O deputado federal Jean Willys (PSOL-RJ) e o professor em Relações Internacionais da Universidade Federal do ABC, Gilberto Maringoni debatem a questão da crise na Venezuela.



A esquerda não pode apoiar Maduro - por Jean Willys, 31.07.2017, no Facebook

A situação da Venezuela é catastrófica, uma verdadeira tragédia humanitária.

A ditadura de Nicolás Maduro, cada dia mais descontrolada e sem limites, reprime as manifestações com uma violência inusitada, cercea as liberdades públicas e avança sobre os outros poderes, eliminando os poucos resquícios de institucionalidade que ainda restam no país.

Ontem, na eleição sem participação da oposição para uma Assembleia Constituinte considerada ilegal pelo parlamento e pela própria procuradora-geral da República (nomeada por Hugo Chavez), por volta de 90% da população decidiu não votar.

E a resposta do governo foi “maquiar” os resultados depois de horas sem saber o que dizer, mentir ao mundo e ameaçar com um processo de cassação contra a procuradora e com enviar os deputados da oposição para a cadeia!!

Enquanto isso, nas ruas, a repressão estatal e paraestatal provocou mais de dez novas mortes. Desde o início dos protestos contra Maduro, já são mais de cem pessoas assassinadas, a maioria jovens.

A “constituinte” de Maduro é a última loucura de um regime que está podre há tempos. Foi convocada pelo presidente sem a aprovação do Congresso, sem a consulta à população e com um bizarro sistema eleitoral que garantia que, mesmo que a oposição participasse da eleição e tivesse muitos mais votos que o oficialismo, o partido do presidente teria uma ampla maioria na assembleia constituinte.

Ou seja, era um jogo de cartas marcadas. O objetivo era substituir o atual parlamento, com maioria da oposição, que venceu por ampla maioria as últimas eleições que Maduro permitiu, porque as seguintes foram suspensas.

Foi por isso que a imensa maioria da população não foi votar ontem nessa farsa de eleição com partido único, apesar das ameaças do governo contra servidores públicos e beneficiários de programas sociais.

Enquanto a maioria dos centros de votação estavam vazios, a polícia e as milícias do governo (os “coletivos” que patrulham as ruas em motos e fortemente armados) reprimiam brutalmente os protestos cidadãos.

Há muitos anos que eu digo que o governo venezuelano é indefensável.

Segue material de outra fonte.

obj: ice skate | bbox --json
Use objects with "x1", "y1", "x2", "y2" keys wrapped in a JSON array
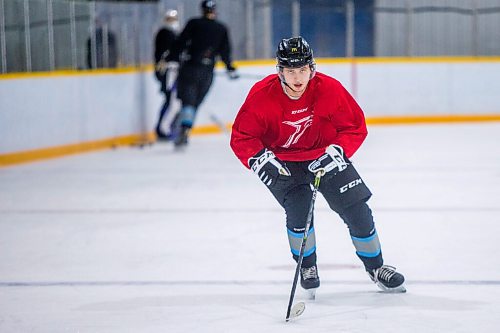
[
  {"x1": 300, "y1": 265, "x2": 320, "y2": 299},
  {"x1": 367, "y1": 265, "x2": 406, "y2": 293},
  {"x1": 174, "y1": 127, "x2": 189, "y2": 149}
]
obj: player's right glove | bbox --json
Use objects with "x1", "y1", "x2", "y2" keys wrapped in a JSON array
[
  {"x1": 308, "y1": 145, "x2": 349, "y2": 174},
  {"x1": 248, "y1": 148, "x2": 292, "y2": 188}
]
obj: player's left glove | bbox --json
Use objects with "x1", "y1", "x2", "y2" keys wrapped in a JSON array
[
  {"x1": 248, "y1": 148, "x2": 291, "y2": 188},
  {"x1": 308, "y1": 145, "x2": 349, "y2": 174}
]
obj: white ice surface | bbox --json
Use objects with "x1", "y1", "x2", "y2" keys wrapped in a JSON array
[{"x1": 0, "y1": 123, "x2": 500, "y2": 333}]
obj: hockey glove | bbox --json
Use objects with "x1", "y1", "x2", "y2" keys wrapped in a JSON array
[
  {"x1": 308, "y1": 145, "x2": 349, "y2": 174},
  {"x1": 248, "y1": 148, "x2": 291, "y2": 187}
]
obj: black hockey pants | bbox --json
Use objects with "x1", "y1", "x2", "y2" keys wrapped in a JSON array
[
  {"x1": 177, "y1": 63, "x2": 214, "y2": 108},
  {"x1": 270, "y1": 161, "x2": 383, "y2": 269}
]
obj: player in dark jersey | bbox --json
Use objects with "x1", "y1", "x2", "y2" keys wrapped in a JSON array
[
  {"x1": 231, "y1": 37, "x2": 406, "y2": 292},
  {"x1": 154, "y1": 9, "x2": 179, "y2": 140},
  {"x1": 169, "y1": 0, "x2": 237, "y2": 147}
]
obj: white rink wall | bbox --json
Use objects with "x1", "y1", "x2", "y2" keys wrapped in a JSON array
[{"x1": 0, "y1": 58, "x2": 500, "y2": 156}]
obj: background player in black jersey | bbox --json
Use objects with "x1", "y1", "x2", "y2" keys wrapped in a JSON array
[
  {"x1": 155, "y1": 9, "x2": 179, "y2": 140},
  {"x1": 168, "y1": 0, "x2": 238, "y2": 147}
]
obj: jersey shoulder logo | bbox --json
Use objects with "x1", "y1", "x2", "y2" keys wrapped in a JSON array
[{"x1": 281, "y1": 115, "x2": 313, "y2": 148}]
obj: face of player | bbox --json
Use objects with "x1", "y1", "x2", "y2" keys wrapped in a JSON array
[{"x1": 282, "y1": 65, "x2": 311, "y2": 97}]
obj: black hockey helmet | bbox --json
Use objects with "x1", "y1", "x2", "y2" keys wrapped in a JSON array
[
  {"x1": 201, "y1": 0, "x2": 217, "y2": 14},
  {"x1": 276, "y1": 37, "x2": 314, "y2": 70}
]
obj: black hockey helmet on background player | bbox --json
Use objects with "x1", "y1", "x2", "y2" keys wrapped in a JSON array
[
  {"x1": 276, "y1": 36, "x2": 316, "y2": 81},
  {"x1": 201, "y1": 0, "x2": 217, "y2": 15}
]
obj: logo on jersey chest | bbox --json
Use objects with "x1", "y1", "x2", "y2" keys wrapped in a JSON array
[
  {"x1": 281, "y1": 115, "x2": 313, "y2": 148},
  {"x1": 291, "y1": 108, "x2": 308, "y2": 114}
]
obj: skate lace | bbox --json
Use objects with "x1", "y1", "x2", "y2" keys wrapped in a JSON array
[
  {"x1": 302, "y1": 266, "x2": 318, "y2": 280},
  {"x1": 375, "y1": 265, "x2": 396, "y2": 281}
]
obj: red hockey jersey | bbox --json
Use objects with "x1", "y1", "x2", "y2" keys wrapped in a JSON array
[{"x1": 231, "y1": 73, "x2": 367, "y2": 168}]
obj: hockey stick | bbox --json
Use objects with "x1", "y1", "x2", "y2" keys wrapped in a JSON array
[
  {"x1": 286, "y1": 170, "x2": 325, "y2": 322},
  {"x1": 215, "y1": 71, "x2": 269, "y2": 81}
]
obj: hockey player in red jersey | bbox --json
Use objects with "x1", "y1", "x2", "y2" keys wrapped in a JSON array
[{"x1": 231, "y1": 37, "x2": 406, "y2": 292}]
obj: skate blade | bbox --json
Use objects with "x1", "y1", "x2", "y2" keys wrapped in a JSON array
[
  {"x1": 377, "y1": 283, "x2": 406, "y2": 294},
  {"x1": 306, "y1": 288, "x2": 318, "y2": 301},
  {"x1": 286, "y1": 302, "x2": 306, "y2": 322}
]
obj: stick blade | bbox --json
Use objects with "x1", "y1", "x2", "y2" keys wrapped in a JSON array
[{"x1": 286, "y1": 302, "x2": 306, "y2": 321}]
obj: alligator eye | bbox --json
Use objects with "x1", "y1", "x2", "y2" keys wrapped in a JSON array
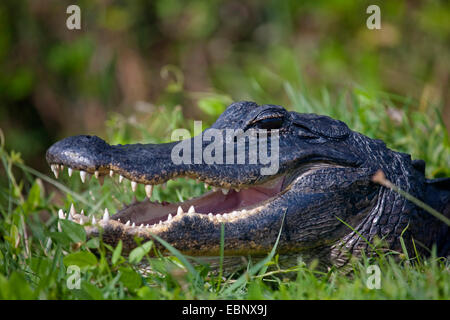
[{"x1": 256, "y1": 118, "x2": 283, "y2": 130}]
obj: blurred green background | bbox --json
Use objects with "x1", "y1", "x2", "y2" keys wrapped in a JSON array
[{"x1": 0, "y1": 0, "x2": 450, "y2": 171}]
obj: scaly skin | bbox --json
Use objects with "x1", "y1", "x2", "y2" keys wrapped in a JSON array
[{"x1": 47, "y1": 102, "x2": 450, "y2": 266}]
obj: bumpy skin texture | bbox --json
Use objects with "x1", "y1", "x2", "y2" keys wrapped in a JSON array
[{"x1": 47, "y1": 101, "x2": 450, "y2": 266}]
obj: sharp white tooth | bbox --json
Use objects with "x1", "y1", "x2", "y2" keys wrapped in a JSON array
[
  {"x1": 69, "y1": 203, "x2": 77, "y2": 217},
  {"x1": 80, "y1": 170, "x2": 87, "y2": 183},
  {"x1": 103, "y1": 208, "x2": 109, "y2": 222},
  {"x1": 51, "y1": 164, "x2": 59, "y2": 179},
  {"x1": 145, "y1": 184, "x2": 153, "y2": 199}
]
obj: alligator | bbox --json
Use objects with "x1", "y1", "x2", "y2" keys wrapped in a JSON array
[{"x1": 46, "y1": 101, "x2": 450, "y2": 267}]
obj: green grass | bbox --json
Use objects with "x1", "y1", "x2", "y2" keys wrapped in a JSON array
[{"x1": 0, "y1": 83, "x2": 450, "y2": 299}]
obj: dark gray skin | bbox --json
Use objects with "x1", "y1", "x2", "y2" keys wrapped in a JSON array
[{"x1": 47, "y1": 102, "x2": 450, "y2": 267}]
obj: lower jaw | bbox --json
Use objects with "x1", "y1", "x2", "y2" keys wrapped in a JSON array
[{"x1": 112, "y1": 177, "x2": 284, "y2": 226}]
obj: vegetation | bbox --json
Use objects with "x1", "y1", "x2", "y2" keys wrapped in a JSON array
[{"x1": 0, "y1": 84, "x2": 450, "y2": 299}]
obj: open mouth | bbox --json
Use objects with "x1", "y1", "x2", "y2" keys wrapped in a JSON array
[{"x1": 51, "y1": 164, "x2": 287, "y2": 229}]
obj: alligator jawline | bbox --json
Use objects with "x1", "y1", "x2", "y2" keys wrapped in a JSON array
[{"x1": 52, "y1": 162, "x2": 340, "y2": 229}]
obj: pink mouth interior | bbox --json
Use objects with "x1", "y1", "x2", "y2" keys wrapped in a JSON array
[{"x1": 114, "y1": 177, "x2": 284, "y2": 225}]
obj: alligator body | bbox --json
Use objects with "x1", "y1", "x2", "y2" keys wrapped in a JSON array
[{"x1": 47, "y1": 101, "x2": 450, "y2": 267}]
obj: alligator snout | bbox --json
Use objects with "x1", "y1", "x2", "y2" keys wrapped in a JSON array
[{"x1": 46, "y1": 135, "x2": 111, "y2": 175}]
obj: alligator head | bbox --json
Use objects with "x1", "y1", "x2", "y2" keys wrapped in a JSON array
[{"x1": 47, "y1": 102, "x2": 449, "y2": 265}]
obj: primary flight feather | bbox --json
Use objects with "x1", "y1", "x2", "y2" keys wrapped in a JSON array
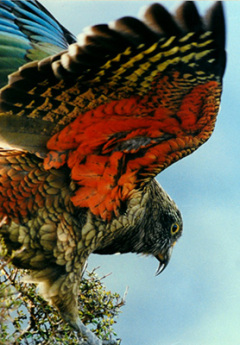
[{"x1": 0, "y1": 0, "x2": 226, "y2": 336}]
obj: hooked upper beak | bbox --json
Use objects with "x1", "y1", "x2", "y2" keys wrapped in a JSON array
[{"x1": 155, "y1": 243, "x2": 175, "y2": 276}]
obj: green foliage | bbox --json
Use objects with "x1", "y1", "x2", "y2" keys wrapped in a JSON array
[{"x1": 0, "y1": 241, "x2": 124, "y2": 345}]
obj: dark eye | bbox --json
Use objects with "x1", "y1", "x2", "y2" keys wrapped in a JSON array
[{"x1": 171, "y1": 223, "x2": 180, "y2": 235}]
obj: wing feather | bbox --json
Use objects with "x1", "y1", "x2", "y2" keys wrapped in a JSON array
[{"x1": 0, "y1": 2, "x2": 226, "y2": 219}]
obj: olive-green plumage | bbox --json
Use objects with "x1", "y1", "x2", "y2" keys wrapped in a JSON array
[{"x1": 0, "y1": 0, "x2": 225, "y2": 333}]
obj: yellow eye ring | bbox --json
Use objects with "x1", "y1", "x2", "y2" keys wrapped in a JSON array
[{"x1": 171, "y1": 223, "x2": 180, "y2": 235}]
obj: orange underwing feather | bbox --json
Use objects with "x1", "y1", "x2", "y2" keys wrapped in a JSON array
[{"x1": 0, "y1": 2, "x2": 225, "y2": 220}]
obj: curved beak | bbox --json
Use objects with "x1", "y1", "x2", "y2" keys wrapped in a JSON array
[{"x1": 155, "y1": 244, "x2": 174, "y2": 276}]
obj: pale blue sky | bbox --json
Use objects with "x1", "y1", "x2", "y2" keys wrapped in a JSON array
[{"x1": 41, "y1": 0, "x2": 240, "y2": 345}]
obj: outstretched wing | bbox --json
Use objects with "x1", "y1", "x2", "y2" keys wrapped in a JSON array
[
  {"x1": 0, "y1": 0, "x2": 76, "y2": 87},
  {"x1": 0, "y1": 1, "x2": 225, "y2": 219}
]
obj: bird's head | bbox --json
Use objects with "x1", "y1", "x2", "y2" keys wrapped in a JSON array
[
  {"x1": 131, "y1": 180, "x2": 183, "y2": 275},
  {"x1": 94, "y1": 180, "x2": 183, "y2": 275}
]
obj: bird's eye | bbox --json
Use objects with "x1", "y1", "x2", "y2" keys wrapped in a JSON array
[{"x1": 171, "y1": 223, "x2": 180, "y2": 235}]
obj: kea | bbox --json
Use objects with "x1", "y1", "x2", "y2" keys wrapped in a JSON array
[{"x1": 0, "y1": 0, "x2": 226, "y2": 342}]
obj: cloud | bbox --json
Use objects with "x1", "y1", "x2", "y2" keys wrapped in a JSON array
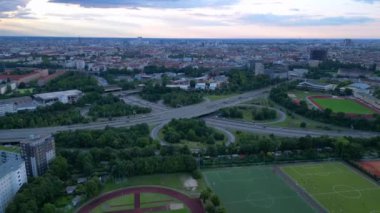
[
  {"x1": 50, "y1": 0, "x2": 239, "y2": 8},
  {"x1": 0, "y1": 0, "x2": 30, "y2": 12},
  {"x1": 354, "y1": 0, "x2": 380, "y2": 4},
  {"x1": 240, "y1": 14, "x2": 375, "y2": 27}
]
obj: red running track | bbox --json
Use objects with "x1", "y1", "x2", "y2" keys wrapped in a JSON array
[{"x1": 78, "y1": 186, "x2": 205, "y2": 213}]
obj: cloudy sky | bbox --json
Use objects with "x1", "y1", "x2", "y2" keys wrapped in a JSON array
[{"x1": 0, "y1": 0, "x2": 380, "y2": 38}]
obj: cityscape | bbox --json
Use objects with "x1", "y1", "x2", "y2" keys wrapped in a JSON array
[{"x1": 0, "y1": 0, "x2": 380, "y2": 213}]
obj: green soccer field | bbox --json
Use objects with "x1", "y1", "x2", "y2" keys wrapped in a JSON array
[
  {"x1": 203, "y1": 166, "x2": 315, "y2": 213},
  {"x1": 282, "y1": 163, "x2": 380, "y2": 213},
  {"x1": 313, "y1": 98, "x2": 375, "y2": 115}
]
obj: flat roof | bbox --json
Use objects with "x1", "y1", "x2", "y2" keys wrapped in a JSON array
[
  {"x1": 34, "y1": 90, "x2": 82, "y2": 99},
  {"x1": 0, "y1": 151, "x2": 24, "y2": 178}
]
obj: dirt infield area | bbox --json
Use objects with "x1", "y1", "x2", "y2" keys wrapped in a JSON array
[
  {"x1": 77, "y1": 186, "x2": 205, "y2": 213},
  {"x1": 359, "y1": 160, "x2": 380, "y2": 177}
]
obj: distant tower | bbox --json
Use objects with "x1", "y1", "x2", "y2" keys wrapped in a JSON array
[
  {"x1": 310, "y1": 49, "x2": 327, "y2": 61},
  {"x1": 255, "y1": 62, "x2": 265, "y2": 75},
  {"x1": 20, "y1": 135, "x2": 55, "y2": 177}
]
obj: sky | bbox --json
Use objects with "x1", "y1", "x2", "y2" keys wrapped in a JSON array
[{"x1": 0, "y1": 0, "x2": 380, "y2": 38}]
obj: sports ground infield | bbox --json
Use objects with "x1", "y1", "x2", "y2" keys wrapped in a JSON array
[
  {"x1": 78, "y1": 186, "x2": 204, "y2": 213},
  {"x1": 359, "y1": 160, "x2": 380, "y2": 177},
  {"x1": 282, "y1": 162, "x2": 380, "y2": 213},
  {"x1": 203, "y1": 166, "x2": 316, "y2": 213},
  {"x1": 308, "y1": 96, "x2": 376, "y2": 115}
]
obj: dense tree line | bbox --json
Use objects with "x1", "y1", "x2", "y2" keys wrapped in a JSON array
[
  {"x1": 38, "y1": 72, "x2": 102, "y2": 92},
  {"x1": 89, "y1": 95, "x2": 151, "y2": 118},
  {"x1": 305, "y1": 60, "x2": 367, "y2": 79},
  {"x1": 55, "y1": 124, "x2": 154, "y2": 149},
  {"x1": 223, "y1": 70, "x2": 280, "y2": 92},
  {"x1": 0, "y1": 102, "x2": 88, "y2": 129},
  {"x1": 220, "y1": 107, "x2": 277, "y2": 121},
  {"x1": 270, "y1": 85, "x2": 380, "y2": 131},
  {"x1": 144, "y1": 65, "x2": 209, "y2": 77},
  {"x1": 140, "y1": 84, "x2": 203, "y2": 107},
  {"x1": 163, "y1": 119, "x2": 224, "y2": 144},
  {"x1": 201, "y1": 133, "x2": 380, "y2": 167},
  {"x1": 6, "y1": 173, "x2": 64, "y2": 213}
]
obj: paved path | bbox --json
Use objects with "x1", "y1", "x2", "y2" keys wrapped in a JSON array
[{"x1": 78, "y1": 186, "x2": 205, "y2": 213}]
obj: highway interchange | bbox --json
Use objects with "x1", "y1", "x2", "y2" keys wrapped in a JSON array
[{"x1": 0, "y1": 88, "x2": 379, "y2": 143}]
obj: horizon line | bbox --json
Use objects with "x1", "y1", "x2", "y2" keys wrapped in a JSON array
[{"x1": 0, "y1": 35, "x2": 380, "y2": 40}]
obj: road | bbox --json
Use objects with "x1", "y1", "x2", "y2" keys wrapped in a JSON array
[
  {"x1": 0, "y1": 88, "x2": 379, "y2": 143},
  {"x1": 0, "y1": 87, "x2": 271, "y2": 143},
  {"x1": 205, "y1": 118, "x2": 380, "y2": 138}
]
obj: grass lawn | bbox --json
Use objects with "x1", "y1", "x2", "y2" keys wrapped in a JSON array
[
  {"x1": 202, "y1": 166, "x2": 315, "y2": 213},
  {"x1": 313, "y1": 98, "x2": 375, "y2": 115},
  {"x1": 282, "y1": 163, "x2": 380, "y2": 213},
  {"x1": 102, "y1": 173, "x2": 206, "y2": 194}
]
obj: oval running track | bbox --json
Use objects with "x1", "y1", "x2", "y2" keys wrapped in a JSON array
[{"x1": 77, "y1": 186, "x2": 205, "y2": 213}]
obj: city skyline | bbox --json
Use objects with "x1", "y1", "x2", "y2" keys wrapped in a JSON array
[{"x1": 0, "y1": 0, "x2": 380, "y2": 39}]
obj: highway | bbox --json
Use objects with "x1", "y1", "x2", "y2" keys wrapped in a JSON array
[
  {"x1": 205, "y1": 118, "x2": 380, "y2": 138},
  {"x1": 0, "y1": 87, "x2": 379, "y2": 143},
  {"x1": 0, "y1": 87, "x2": 271, "y2": 143}
]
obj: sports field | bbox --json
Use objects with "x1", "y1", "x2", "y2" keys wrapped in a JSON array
[
  {"x1": 77, "y1": 186, "x2": 204, "y2": 213},
  {"x1": 359, "y1": 160, "x2": 380, "y2": 177},
  {"x1": 91, "y1": 193, "x2": 190, "y2": 213},
  {"x1": 311, "y1": 97, "x2": 376, "y2": 115},
  {"x1": 282, "y1": 163, "x2": 380, "y2": 213},
  {"x1": 203, "y1": 166, "x2": 315, "y2": 213}
]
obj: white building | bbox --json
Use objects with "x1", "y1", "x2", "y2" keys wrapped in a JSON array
[
  {"x1": 0, "y1": 97, "x2": 38, "y2": 116},
  {"x1": 75, "y1": 60, "x2": 86, "y2": 70},
  {"x1": 33, "y1": 90, "x2": 83, "y2": 105},
  {"x1": 195, "y1": 83, "x2": 206, "y2": 90},
  {"x1": 0, "y1": 151, "x2": 28, "y2": 213}
]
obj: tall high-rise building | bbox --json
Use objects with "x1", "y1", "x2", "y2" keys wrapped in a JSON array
[
  {"x1": 0, "y1": 151, "x2": 28, "y2": 213},
  {"x1": 21, "y1": 135, "x2": 55, "y2": 177}
]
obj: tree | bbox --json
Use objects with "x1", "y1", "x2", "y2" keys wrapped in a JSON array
[
  {"x1": 84, "y1": 177, "x2": 100, "y2": 198},
  {"x1": 199, "y1": 188, "x2": 211, "y2": 202},
  {"x1": 210, "y1": 194, "x2": 220, "y2": 206},
  {"x1": 50, "y1": 156, "x2": 69, "y2": 180},
  {"x1": 344, "y1": 88, "x2": 354, "y2": 96},
  {"x1": 190, "y1": 80, "x2": 197, "y2": 89},
  {"x1": 41, "y1": 203, "x2": 56, "y2": 213}
]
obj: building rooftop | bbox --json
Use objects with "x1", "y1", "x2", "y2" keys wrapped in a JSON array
[
  {"x1": 0, "y1": 151, "x2": 24, "y2": 178},
  {"x1": 0, "y1": 96, "x2": 33, "y2": 104},
  {"x1": 34, "y1": 90, "x2": 82, "y2": 100},
  {"x1": 20, "y1": 135, "x2": 52, "y2": 146},
  {"x1": 349, "y1": 83, "x2": 371, "y2": 90}
]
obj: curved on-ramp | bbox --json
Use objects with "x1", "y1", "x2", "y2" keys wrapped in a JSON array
[{"x1": 77, "y1": 186, "x2": 205, "y2": 213}]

Comecei a falar isso quando a maioria da esquerda brasileira (inclusive a maioria do meu partido) defendia Nicolás Maduro.

Fui muito criticado e insultado nas redes por isso, mas os fatos comprovaram que eu estava certo. Maduro é um ditador e nós da esquerda não podemos ser cúmplices de um ditador ou ficar calados diante da censura à imprensa, a perseguição contra os opositores, os presos políticos, os torturados, os assassinados.

Não há simpatia ideológica que justifique nada disso, e também não há motivos para ter simpatia ideológica com um regime que, além de ser antidemocrático (e isso deveria bastar para ser contra), também é corrupto, ineficaz e, apesar da enorme renda petroleira recebida pelo Estado venezuelano durante anos, levou o país ao caos econômico, o desabastecimento, a falta de comida e remédios e taxas de inflação e violência inéditas no continente.

Dizer tudo isso, como eu digo há anos (basta usar o Google para ler meus textos anteriores), não significa apoiar a oposição de direita da Venezuela. Como em todos os países, a oposição de lá é diversa e há setores de ultradireita (inclusive alguns que no passado se envolveram em tentativas golpistas), liberais progressistas, neoliberais, social-democratas, setores de esquerda, ex-chavistas e até marxistas.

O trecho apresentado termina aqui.